Personal information
- Full name: Christopher Jones
- Born: 28 September 1973 (age 52) Stamford, Lincolnshire, England
- Batting: Right-handed
- Bowling: Slow left-arm orthodox

Domestic team information
- 1999–2006: Cambridgeshire
- 1998: Lincolnshire

Career statistics
| Competition | LA |
| Matches | 3 |
| Runs scored | 49 |
| Batting average | 16.33 |
| 100s/50s | –/– |
| Top score | 26 |
| Balls bowled | – |
| Wickets | – |
| Bowling average | – |
| 5 wickets in innings | – |
| 10 wickets in match | – |
| Best bowling | – |
| Catches/stumpings | –/– |
- Source: Cricinfo, 21 July 2010

= Christopher Jones (cricketer) =

English cricketer

Christopher Jones (born 28 September 1973) is a former English cricketer.

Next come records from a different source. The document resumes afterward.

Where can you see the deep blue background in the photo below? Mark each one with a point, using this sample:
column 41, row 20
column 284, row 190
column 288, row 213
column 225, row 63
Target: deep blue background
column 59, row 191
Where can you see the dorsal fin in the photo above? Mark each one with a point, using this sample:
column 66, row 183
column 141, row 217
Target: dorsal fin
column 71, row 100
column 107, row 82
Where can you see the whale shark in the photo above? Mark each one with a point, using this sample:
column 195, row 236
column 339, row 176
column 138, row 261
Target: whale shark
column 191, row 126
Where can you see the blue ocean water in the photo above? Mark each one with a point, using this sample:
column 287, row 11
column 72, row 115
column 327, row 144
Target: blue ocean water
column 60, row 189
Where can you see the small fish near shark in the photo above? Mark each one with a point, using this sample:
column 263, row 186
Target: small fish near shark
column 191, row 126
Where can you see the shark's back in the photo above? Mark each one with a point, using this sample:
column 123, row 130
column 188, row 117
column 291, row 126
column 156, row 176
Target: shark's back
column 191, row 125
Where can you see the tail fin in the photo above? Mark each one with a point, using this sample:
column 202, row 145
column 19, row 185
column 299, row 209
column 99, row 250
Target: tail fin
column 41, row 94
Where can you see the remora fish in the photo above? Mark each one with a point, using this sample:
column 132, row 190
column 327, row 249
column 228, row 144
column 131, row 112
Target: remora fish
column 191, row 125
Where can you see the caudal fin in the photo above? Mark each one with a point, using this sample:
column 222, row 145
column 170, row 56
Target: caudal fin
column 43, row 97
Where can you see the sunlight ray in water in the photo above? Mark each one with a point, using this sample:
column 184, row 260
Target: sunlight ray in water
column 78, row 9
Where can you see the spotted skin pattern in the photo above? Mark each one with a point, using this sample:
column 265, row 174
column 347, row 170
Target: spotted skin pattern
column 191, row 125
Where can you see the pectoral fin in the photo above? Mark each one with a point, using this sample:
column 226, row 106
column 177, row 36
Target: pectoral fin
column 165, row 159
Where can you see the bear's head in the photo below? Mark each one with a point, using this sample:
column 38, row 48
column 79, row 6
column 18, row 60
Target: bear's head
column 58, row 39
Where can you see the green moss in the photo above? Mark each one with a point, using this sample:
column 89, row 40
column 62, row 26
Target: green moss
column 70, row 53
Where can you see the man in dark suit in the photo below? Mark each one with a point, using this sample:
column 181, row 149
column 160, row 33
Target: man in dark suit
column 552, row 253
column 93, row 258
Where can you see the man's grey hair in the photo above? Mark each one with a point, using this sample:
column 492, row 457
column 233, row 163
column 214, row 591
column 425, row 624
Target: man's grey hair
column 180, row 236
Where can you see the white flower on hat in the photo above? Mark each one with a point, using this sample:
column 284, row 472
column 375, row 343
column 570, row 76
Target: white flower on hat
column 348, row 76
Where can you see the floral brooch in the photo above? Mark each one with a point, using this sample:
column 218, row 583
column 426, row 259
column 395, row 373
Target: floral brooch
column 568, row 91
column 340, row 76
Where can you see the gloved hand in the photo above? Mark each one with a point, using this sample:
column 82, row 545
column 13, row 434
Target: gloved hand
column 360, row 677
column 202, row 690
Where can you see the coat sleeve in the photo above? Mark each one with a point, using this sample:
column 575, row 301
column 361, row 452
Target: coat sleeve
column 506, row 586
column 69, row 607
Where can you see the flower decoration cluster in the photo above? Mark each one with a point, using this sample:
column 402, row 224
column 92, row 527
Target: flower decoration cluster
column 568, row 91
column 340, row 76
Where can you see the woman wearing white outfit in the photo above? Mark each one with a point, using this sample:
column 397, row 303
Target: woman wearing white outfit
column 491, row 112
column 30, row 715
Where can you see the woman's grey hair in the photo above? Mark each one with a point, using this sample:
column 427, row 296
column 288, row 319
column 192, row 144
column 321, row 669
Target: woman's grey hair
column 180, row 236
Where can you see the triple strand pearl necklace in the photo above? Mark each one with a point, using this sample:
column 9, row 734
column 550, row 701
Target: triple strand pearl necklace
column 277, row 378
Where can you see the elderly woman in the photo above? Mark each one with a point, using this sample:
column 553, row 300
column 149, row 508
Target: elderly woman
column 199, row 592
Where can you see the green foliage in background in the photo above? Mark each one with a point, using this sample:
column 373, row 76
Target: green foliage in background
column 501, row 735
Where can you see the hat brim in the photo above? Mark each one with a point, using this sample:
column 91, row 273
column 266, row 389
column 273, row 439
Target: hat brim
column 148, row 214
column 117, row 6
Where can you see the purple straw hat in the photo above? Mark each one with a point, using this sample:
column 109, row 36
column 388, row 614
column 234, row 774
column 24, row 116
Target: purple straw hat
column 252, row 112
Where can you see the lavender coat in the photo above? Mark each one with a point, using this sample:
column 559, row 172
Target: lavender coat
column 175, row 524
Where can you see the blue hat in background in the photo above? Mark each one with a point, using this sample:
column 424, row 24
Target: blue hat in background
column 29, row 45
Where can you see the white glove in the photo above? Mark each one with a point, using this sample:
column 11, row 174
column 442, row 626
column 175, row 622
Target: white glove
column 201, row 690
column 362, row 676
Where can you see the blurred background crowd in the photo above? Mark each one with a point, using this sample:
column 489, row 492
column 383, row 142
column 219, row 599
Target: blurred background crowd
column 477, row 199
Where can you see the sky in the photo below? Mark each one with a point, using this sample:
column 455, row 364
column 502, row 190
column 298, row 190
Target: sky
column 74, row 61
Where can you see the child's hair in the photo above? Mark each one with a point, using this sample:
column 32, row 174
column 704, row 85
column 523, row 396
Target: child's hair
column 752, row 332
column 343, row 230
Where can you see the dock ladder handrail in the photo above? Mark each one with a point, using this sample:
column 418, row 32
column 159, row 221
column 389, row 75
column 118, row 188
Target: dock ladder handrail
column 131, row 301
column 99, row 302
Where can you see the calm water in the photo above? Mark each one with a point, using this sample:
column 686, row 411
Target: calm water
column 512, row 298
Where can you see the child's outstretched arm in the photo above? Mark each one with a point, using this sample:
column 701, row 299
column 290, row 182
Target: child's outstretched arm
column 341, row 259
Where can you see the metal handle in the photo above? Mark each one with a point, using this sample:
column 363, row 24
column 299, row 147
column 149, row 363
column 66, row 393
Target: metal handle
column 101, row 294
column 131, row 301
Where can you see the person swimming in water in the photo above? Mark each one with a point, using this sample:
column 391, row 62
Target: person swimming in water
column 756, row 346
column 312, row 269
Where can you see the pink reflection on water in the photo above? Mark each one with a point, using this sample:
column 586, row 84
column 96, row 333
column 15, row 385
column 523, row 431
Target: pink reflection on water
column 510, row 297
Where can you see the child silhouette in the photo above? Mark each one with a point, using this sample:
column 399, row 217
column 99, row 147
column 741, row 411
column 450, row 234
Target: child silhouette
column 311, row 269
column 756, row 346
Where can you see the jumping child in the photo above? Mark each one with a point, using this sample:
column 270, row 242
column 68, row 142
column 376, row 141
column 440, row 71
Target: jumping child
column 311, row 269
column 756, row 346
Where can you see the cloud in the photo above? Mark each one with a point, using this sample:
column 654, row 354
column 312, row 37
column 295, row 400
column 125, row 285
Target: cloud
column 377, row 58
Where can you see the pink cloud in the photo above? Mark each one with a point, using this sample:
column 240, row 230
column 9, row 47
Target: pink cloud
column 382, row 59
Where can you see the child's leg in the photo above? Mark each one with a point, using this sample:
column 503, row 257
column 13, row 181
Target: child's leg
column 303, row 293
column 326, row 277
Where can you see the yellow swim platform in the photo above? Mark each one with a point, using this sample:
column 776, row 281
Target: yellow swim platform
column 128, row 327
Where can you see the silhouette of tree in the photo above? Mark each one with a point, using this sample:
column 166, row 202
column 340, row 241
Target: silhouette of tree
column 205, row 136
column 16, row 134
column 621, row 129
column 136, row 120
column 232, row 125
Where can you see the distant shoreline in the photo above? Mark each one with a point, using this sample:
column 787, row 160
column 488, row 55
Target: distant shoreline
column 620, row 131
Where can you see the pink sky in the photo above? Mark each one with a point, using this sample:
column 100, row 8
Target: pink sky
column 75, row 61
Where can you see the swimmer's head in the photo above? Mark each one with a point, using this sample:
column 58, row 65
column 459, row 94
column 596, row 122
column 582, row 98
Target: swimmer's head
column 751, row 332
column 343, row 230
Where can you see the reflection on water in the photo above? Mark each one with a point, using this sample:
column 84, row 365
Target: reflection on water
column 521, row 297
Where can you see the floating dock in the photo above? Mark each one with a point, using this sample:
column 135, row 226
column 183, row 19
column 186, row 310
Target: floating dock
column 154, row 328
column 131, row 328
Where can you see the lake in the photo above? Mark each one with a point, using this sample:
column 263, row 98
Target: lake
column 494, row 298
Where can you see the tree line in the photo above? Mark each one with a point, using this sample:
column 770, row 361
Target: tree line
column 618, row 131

Jones was a right-handed batsman who bowled slow left-arm orthodox. He was born at Stamford, Lincolnshire.

Jones made his debut in county cricket for his home county of Lincolnshire, where he played a single match for them in the 1998 Minor Counties Championship against Bedfordshire at London Road, Sleaford. In 1999, he joined Cambridgeshire, making his Minor Counties Championship debut for the county against Norfolk. From 1999 to 2006, he represented the county in 42 Minor Counties Championship matches, with his final appearance coming against Norfolk.

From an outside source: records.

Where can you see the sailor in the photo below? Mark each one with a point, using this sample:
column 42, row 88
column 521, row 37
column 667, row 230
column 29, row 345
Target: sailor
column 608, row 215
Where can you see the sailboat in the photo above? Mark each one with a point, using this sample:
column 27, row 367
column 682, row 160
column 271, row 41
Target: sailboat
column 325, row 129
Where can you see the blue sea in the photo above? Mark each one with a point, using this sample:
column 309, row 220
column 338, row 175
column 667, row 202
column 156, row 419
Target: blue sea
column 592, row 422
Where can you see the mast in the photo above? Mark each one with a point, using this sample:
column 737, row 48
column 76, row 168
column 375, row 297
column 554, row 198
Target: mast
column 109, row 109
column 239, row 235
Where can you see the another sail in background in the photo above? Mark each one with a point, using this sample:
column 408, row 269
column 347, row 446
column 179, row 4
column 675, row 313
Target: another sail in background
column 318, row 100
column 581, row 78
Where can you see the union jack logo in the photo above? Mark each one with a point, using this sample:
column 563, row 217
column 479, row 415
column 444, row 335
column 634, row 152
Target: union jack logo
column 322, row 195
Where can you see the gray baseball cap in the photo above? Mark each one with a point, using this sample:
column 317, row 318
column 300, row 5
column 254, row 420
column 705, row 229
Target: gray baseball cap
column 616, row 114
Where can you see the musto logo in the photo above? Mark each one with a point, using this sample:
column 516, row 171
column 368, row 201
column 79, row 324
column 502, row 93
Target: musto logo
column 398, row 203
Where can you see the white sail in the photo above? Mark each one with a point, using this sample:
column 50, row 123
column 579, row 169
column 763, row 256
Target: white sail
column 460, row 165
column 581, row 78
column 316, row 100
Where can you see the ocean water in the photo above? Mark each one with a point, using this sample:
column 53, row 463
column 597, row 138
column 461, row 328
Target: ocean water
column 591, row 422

Jones also represented Cambridgeshire List-A cricket, making his List-A debut against the Warwickshire Cricket Board in the 2001 Cheltenham & Gloucester Trophy. From 2001 to 2004, he represented the county in 3 List-A matches, with his final match in that format coming against Northamptonshire. In his 3 List-A matches, he scored just 49 runs at a batting average of 16.33, with a high score of 26.